メタ、インスタ投稿画像をAI合成に使う機能を標準提供
公開画像を素材に利用
メタはSNS「インスタグラム」の仕様を改め、投稿画像を使って他人がAI画像を合成できる機能を標準で組み込んだ。利用者が無断使用を拒否しない限り、AIが素材として使い続けられるオプトアウト方式を採っており、有名人を中心に反発が広がっている。
新モデルを順次展開
メタは7日、画像生成に特化した生成AIモデル「Muse Image(ミューズイメージ)」を発表し、一部の国・地域で提供を始めた。チャットボット形式の「メタAI」にテキストで指示を出すと、複数画像の合成や新しい画像の生成ができる。インスタグラムなどのSNSとも連携し、特定の公開アカウントを指定すれば、その人物が登場する画像をAIで作成できる。
事前承諾制を求める声
標準設定では誰でも自由に画像を使えるため、自身の画像の利用を避けたい場合は、アカウントを非公開にするか、設定を変更して他者のAI利用を拒否する必要がある。こうした仕組みは、利用者が自ら拒否しない限り機能を受け入れたとみなされるため、批判の対象になりやすい。メタは米国から順次、各国に展開するとしているが、日本での提供は確認できていない。
ハリウッドでも懸念
この仕様に対し、SNSのインフルエンサーや米ハリウッドが批判している。
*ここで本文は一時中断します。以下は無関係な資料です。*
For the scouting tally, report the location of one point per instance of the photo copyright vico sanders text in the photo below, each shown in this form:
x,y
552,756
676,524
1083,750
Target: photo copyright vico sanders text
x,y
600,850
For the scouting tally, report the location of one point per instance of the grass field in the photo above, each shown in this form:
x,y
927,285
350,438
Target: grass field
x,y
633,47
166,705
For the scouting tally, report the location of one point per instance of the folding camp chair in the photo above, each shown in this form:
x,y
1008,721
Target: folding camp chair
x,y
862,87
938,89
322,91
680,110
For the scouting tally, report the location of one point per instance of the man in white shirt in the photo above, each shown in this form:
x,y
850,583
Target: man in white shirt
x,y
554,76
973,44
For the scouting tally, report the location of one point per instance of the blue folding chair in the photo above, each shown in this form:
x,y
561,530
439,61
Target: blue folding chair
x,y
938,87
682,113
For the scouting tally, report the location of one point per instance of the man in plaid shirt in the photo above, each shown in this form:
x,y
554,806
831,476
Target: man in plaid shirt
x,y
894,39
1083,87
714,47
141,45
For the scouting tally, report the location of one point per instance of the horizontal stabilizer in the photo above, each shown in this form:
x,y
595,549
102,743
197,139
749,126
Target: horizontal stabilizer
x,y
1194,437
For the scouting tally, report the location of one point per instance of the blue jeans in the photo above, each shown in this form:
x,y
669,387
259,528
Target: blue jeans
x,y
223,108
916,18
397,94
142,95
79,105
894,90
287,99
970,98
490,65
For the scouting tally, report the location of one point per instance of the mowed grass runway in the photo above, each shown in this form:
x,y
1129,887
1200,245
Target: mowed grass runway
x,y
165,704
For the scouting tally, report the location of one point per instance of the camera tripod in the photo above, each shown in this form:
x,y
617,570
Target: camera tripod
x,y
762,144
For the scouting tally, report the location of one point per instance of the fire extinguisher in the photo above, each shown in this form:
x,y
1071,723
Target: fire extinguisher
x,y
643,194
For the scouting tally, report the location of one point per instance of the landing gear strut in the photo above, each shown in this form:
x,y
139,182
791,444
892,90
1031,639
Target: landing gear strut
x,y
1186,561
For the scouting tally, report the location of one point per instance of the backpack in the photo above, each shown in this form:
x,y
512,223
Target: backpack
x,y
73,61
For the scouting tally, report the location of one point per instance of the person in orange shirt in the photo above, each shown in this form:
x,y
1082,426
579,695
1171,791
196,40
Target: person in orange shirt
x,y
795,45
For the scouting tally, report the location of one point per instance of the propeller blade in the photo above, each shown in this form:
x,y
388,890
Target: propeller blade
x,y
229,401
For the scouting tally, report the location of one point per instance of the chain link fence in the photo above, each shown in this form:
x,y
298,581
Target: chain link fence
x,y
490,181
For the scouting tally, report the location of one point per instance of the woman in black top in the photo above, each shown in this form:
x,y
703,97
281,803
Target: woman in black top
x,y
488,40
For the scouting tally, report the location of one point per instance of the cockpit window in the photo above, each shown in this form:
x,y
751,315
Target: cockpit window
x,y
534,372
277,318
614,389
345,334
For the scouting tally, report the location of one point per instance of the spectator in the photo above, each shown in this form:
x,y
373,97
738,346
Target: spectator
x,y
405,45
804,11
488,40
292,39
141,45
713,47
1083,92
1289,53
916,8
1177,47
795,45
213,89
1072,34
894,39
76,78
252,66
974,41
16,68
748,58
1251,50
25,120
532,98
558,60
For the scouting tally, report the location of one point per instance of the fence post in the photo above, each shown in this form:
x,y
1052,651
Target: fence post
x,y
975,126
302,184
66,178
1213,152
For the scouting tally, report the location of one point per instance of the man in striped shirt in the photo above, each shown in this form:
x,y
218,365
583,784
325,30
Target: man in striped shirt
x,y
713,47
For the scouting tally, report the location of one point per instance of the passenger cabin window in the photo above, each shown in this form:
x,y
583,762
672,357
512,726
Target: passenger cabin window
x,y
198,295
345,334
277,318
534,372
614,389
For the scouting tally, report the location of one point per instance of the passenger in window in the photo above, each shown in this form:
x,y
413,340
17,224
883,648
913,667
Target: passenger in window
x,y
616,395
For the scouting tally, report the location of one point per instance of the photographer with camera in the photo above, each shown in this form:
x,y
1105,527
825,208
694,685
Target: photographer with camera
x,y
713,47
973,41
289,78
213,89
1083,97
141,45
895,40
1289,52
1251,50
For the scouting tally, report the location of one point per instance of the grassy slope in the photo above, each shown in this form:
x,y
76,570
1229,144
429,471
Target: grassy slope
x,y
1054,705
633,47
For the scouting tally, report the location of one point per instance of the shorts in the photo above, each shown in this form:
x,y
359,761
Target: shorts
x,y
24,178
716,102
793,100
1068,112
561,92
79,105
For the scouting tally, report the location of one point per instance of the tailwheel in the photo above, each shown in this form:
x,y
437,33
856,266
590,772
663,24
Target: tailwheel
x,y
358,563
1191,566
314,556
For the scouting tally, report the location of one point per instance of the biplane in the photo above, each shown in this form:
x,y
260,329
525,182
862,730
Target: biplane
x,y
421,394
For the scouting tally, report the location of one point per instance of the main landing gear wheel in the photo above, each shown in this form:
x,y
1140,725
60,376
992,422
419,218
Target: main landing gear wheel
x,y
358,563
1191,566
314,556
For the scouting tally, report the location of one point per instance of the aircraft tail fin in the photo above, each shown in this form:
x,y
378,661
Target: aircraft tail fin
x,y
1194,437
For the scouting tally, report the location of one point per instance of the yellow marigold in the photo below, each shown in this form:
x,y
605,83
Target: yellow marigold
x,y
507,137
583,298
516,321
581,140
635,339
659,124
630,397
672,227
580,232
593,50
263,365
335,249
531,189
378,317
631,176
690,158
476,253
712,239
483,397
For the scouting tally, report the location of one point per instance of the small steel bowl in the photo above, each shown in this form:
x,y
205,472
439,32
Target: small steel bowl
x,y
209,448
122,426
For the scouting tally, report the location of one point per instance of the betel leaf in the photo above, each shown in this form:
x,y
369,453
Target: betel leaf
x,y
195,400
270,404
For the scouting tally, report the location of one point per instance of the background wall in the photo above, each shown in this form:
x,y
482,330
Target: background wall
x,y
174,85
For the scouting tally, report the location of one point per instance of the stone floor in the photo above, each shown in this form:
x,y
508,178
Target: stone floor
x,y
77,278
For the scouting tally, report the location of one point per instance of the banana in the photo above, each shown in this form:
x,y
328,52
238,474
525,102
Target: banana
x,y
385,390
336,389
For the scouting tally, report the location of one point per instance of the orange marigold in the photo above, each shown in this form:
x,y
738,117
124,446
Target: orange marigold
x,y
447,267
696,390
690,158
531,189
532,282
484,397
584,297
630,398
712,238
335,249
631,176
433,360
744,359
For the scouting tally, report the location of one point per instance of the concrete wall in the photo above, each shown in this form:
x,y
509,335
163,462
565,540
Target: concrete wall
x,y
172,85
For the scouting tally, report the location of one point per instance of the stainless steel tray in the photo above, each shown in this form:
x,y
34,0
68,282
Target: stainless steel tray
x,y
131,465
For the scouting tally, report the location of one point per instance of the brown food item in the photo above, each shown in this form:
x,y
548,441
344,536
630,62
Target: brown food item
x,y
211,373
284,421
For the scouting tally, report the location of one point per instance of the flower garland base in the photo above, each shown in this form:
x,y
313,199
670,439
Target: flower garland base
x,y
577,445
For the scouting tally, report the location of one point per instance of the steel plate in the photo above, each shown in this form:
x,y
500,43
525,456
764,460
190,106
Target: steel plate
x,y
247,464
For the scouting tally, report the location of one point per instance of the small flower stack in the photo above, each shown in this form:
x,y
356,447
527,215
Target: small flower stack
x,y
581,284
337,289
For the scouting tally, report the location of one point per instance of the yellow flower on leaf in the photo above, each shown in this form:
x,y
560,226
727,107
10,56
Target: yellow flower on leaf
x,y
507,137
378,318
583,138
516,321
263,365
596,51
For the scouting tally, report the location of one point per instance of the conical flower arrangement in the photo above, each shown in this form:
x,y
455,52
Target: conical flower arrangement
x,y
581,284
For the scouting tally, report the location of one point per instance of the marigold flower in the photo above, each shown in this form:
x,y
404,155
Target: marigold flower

俳優や監督と代理人契約を結ぶ大手エージェント会社、米クリエーティブ・アーティスツ・エージェンシー(CAA)は9日、日本経済新聞の問い合わせに対し、利用者が事前に承諾した場合に限って公開画像のAI利用を認めるオプトイン方式に改めるようメタに求めたと認めた。CAAは声明で、アーティストには自身の肖像や作品が使われるかどうかを事前に決める権利があると指摘した。米紙ロサンゼルス・タイムズによると、俳優らが加盟する労働組合SAG-AFTRAも、事前承諾制を求める声明を出した。
ソラと同じ批判構図
メタはCAAの指摘に感謝を示したうえで、公開アカウントの利用者は簡単な操作でオプトアウト設定ができると説明している。18歳未満のアカウントを指定したAI合成はできないなど、一定の配慮もあると主張する。もっとも、AIの勝手なデータ利用を巡っては、米オープンAIの動画生成AIサービス「Sora(ソラ)」でも同様の問題が浮上した。ソラは学習データとして使う著作物を、権利者が拒否しない限り対象とするオプトアウト方式を採用し、映画作品や「ポケットモンスター」などに酷似した動画が拡散。著作権侵害との批判が相次ぎ、オープンAIはスマートフォンアプリの提供を取りやめた。
メタの巻き返し狙う
メタのAI機能は、ハリウッドに所属する俳優などの有名人だけでなく、一般ユーザーにも影響が及ぶ可能性がある。普段インスタグラムを使っていない公開アカウントの保有者も、知らない間に自身の画像がAI合成の材料になる懸念を抱える。メタは競合に比べてAI開発の遅れが指摘されてきたが、2025年に新組織を社内で立ち上げるなど体制を見直した。新たな画像生成AIを軸に、巻き返しを狙う構えだ。